Canada’s oil lobby has traditionally avoided overtly partisan politics in favour of backroom deal-making. Yet as pressure grew in recent years for a ‘net-zero’, fossil fuel-free economy by mid-century – the recommendation of the Intergovernmental Panel on Climate now embedded in the electoral platforms of the Liberals, NDP and Greens – the industry took a much more aggressively partisan line.

Montreal climate strike, September 27 2019

It started with a secret meeting in April, where oil CEOs and lobbyists met with Conservative leader Andrew Scheer and his campaign team to strategize on how to beat the Liberals. The leaked agenda included a session on using “strategic litigation” to silence environmental groups. It also featured a panel where Scheer’s campaign manager Hamish Marshall, best known for helping far-right firebrand Ezra Levant establish the Ethical Oil and Rebel News websites, talked about how to use friendly interest groups that operate independently of the party to “rally the base.”

The Canadian Association of Petroleum Producers (CAPP) and the Conservative Party both subsequently hired Marshall’s company to produce their election ads, leading to calls for an investigation by Elections Canada as to whether this violated the law against political parties colluding with third parties.

CAPP election ad

CAPP ran their election ads through a front group with a friendly name (Energy Citizens) which is “owned and operated” by the oil lobby group. This ad campaign included spending over $10,000 on Facebook ads to boost a video warning that opposition to oil industry demands was due to “foreign activists who don’t care what’s good for Canada.” Ironically, the ad was released the day before hundreds of thousands of Canadians took to the streets as part of the student-led climate strike to demand great action on climate change.

Another online group with strong links to the oil industry, Canada Strong and Proud, ran an  anti-carbon tax and anti-Liberal campaign. Their funding, however, was run through the (Preston) Manning Centre for Building Democracy, which has refused to disclose the original donors. Canada Strong and Proud was also linked to robocalls misleading voters on election day.

CAPP has also followed the lead of the American oil lobby, with whom they share a largely-overlapping membership, in collecting online data on individuals. In the U.S., this kind of data has been used to micro-target industry messaging opposing climate action.

But it isn’t all on-line antics. In an unprecedented move, CAPP published its own federal election platform that called for tax cuts, deregulation and support for pipelines in order to double the rate of growth of oil production. Independent research found that full implementation of CAPP’s platform would increase the sector’s emissions by 116 MT by 2030, which is roughly the equivalent of all carbon pollution currently emitted by Quebec and the Maritimeprovinces (upstream oil and gas production is already the largest and fastest-rising source of greenhouse gases in Canada).  

Nevertheless, the Conservative Party platform mirrored CAPP’s demands by promising to eliminate the federal carbon pricing system, the Clean Fuel Standard and the new environmental assessment regime, while offering additional tax breaks for oil and gas companies.

This package was soundly rejected by voters in this election.
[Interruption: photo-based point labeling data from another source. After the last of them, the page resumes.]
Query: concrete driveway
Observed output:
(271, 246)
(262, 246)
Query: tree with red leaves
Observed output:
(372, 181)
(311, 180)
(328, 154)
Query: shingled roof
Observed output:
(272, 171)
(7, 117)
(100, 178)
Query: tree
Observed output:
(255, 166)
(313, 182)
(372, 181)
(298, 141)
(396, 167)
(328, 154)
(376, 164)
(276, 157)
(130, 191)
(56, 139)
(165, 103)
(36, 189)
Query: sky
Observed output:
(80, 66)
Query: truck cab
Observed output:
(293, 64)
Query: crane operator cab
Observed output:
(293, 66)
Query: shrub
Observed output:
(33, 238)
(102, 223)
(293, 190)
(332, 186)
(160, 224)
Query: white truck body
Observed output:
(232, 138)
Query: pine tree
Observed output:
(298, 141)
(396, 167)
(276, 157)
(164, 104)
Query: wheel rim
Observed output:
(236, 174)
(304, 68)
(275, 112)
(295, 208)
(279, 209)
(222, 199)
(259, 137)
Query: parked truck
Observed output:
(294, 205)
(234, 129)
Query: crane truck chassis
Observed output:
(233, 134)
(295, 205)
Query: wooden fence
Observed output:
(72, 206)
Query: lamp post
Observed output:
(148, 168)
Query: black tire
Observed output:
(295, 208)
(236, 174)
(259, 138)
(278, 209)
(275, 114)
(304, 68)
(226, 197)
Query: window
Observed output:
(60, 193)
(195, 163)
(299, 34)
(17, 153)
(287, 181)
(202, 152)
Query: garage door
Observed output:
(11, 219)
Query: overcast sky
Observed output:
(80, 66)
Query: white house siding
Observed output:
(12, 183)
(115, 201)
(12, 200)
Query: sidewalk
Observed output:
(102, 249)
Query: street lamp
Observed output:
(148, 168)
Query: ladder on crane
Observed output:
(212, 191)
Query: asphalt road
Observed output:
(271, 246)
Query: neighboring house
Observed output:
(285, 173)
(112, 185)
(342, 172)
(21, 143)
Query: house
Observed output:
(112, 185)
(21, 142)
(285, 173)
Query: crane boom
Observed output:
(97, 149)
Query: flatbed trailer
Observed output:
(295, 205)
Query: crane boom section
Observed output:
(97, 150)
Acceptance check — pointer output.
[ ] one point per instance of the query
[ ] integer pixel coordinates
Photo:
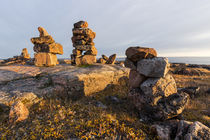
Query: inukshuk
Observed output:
(45, 49)
(152, 89)
(84, 51)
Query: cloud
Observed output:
(172, 27)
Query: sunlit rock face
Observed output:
(46, 49)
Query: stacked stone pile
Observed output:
(45, 49)
(107, 60)
(84, 51)
(21, 59)
(152, 89)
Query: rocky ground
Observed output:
(58, 108)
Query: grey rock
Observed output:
(197, 131)
(64, 81)
(135, 79)
(159, 87)
(155, 67)
(129, 64)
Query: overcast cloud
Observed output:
(172, 27)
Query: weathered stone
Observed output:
(76, 52)
(102, 61)
(64, 81)
(54, 48)
(197, 131)
(84, 31)
(156, 67)
(45, 59)
(81, 24)
(182, 129)
(25, 54)
(84, 47)
(173, 105)
(105, 57)
(135, 79)
(18, 112)
(82, 37)
(137, 53)
(111, 59)
(42, 32)
(129, 64)
(87, 60)
(43, 40)
(162, 109)
(159, 87)
(93, 51)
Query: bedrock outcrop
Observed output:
(30, 83)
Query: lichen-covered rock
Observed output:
(84, 31)
(25, 54)
(45, 59)
(101, 60)
(18, 112)
(43, 40)
(197, 131)
(137, 53)
(173, 105)
(135, 79)
(105, 57)
(85, 60)
(54, 48)
(156, 67)
(93, 51)
(30, 83)
(111, 59)
(81, 24)
(158, 109)
(84, 47)
(129, 64)
(159, 87)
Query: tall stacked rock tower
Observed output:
(45, 49)
(152, 89)
(83, 42)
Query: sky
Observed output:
(172, 27)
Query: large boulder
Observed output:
(129, 64)
(156, 88)
(156, 67)
(135, 79)
(160, 109)
(85, 60)
(81, 24)
(172, 105)
(27, 83)
(137, 53)
(54, 48)
(197, 131)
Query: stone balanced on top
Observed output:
(152, 89)
(83, 42)
(46, 49)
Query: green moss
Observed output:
(85, 66)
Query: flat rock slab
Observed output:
(62, 80)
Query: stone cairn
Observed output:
(45, 49)
(21, 59)
(152, 89)
(83, 42)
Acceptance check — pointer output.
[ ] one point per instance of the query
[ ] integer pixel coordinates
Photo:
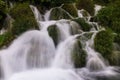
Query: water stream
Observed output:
(33, 55)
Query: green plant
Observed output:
(103, 43)
(88, 5)
(23, 19)
(6, 39)
(109, 17)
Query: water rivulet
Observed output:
(53, 53)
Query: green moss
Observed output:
(114, 58)
(88, 5)
(71, 8)
(59, 13)
(109, 17)
(23, 19)
(79, 55)
(117, 39)
(85, 26)
(53, 32)
(103, 43)
(6, 39)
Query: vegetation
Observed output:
(88, 5)
(103, 43)
(6, 39)
(2, 13)
(23, 19)
(109, 17)
(79, 55)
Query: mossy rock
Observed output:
(84, 25)
(108, 17)
(103, 43)
(114, 58)
(23, 19)
(79, 55)
(71, 9)
(53, 32)
(88, 5)
(59, 13)
(6, 39)
(117, 39)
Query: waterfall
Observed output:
(63, 58)
(36, 50)
(34, 55)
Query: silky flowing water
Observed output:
(34, 56)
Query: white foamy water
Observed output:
(33, 55)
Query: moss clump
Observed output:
(85, 26)
(117, 39)
(23, 19)
(71, 8)
(53, 32)
(114, 58)
(79, 55)
(103, 43)
(59, 13)
(6, 39)
(88, 5)
(2, 13)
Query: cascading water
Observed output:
(33, 55)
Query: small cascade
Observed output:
(64, 28)
(38, 16)
(94, 60)
(35, 56)
(63, 58)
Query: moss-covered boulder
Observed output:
(84, 25)
(79, 55)
(2, 13)
(114, 58)
(103, 2)
(84, 13)
(59, 13)
(103, 43)
(117, 39)
(88, 5)
(6, 39)
(53, 31)
(23, 19)
(71, 9)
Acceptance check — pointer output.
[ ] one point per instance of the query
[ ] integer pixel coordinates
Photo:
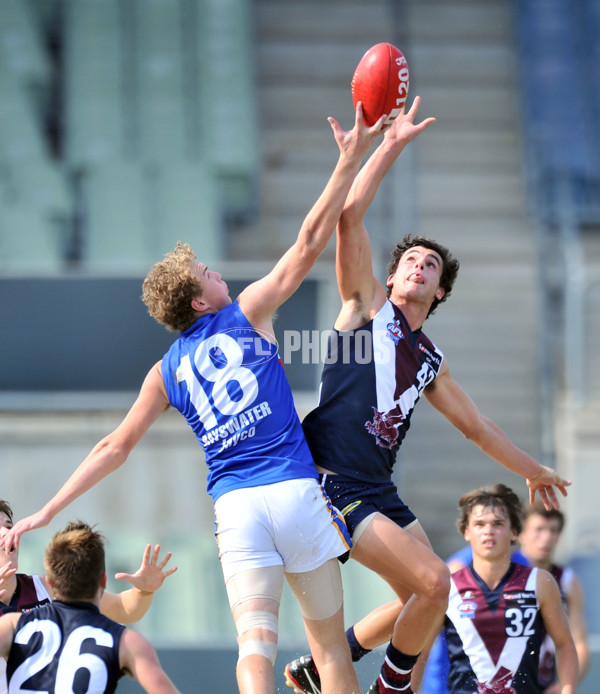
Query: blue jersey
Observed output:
(65, 647)
(371, 382)
(494, 636)
(228, 382)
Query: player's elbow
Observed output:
(351, 216)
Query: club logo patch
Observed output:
(395, 331)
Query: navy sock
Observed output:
(356, 649)
(396, 672)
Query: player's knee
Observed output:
(257, 635)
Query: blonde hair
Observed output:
(169, 288)
(74, 561)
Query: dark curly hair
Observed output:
(499, 496)
(450, 264)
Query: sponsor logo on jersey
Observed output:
(429, 354)
(257, 346)
(395, 331)
(467, 609)
(519, 596)
(233, 430)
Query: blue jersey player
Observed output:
(379, 365)
(224, 376)
(68, 645)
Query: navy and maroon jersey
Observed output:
(494, 636)
(30, 593)
(372, 379)
(65, 647)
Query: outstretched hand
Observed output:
(151, 574)
(10, 541)
(544, 483)
(355, 143)
(404, 129)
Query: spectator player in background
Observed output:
(67, 645)
(541, 532)
(364, 412)
(498, 611)
(21, 592)
(538, 538)
(224, 376)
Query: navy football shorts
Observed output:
(356, 500)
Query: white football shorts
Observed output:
(290, 523)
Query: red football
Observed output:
(381, 82)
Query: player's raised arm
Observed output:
(262, 298)
(353, 260)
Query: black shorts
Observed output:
(356, 500)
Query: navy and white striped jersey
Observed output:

Given the sky-rocketing levels of concern about the climate emergency amongst millenials and Gen-Z, who will make up an increasing share of future voters, this new political reality isn’t going to get any better for climate deniers or delayers. 

This isn’t just an issue for the Conservative party. Over the last four years, the Liberal government watered down their carbon tax, methane regulations and clean fuel standard in response to pressure from CAPP and its allies. 

You don’t ask an arsonist for advice on fighting fires. It is time for all parties to stop letting oil companies edit our climate emergency response plan.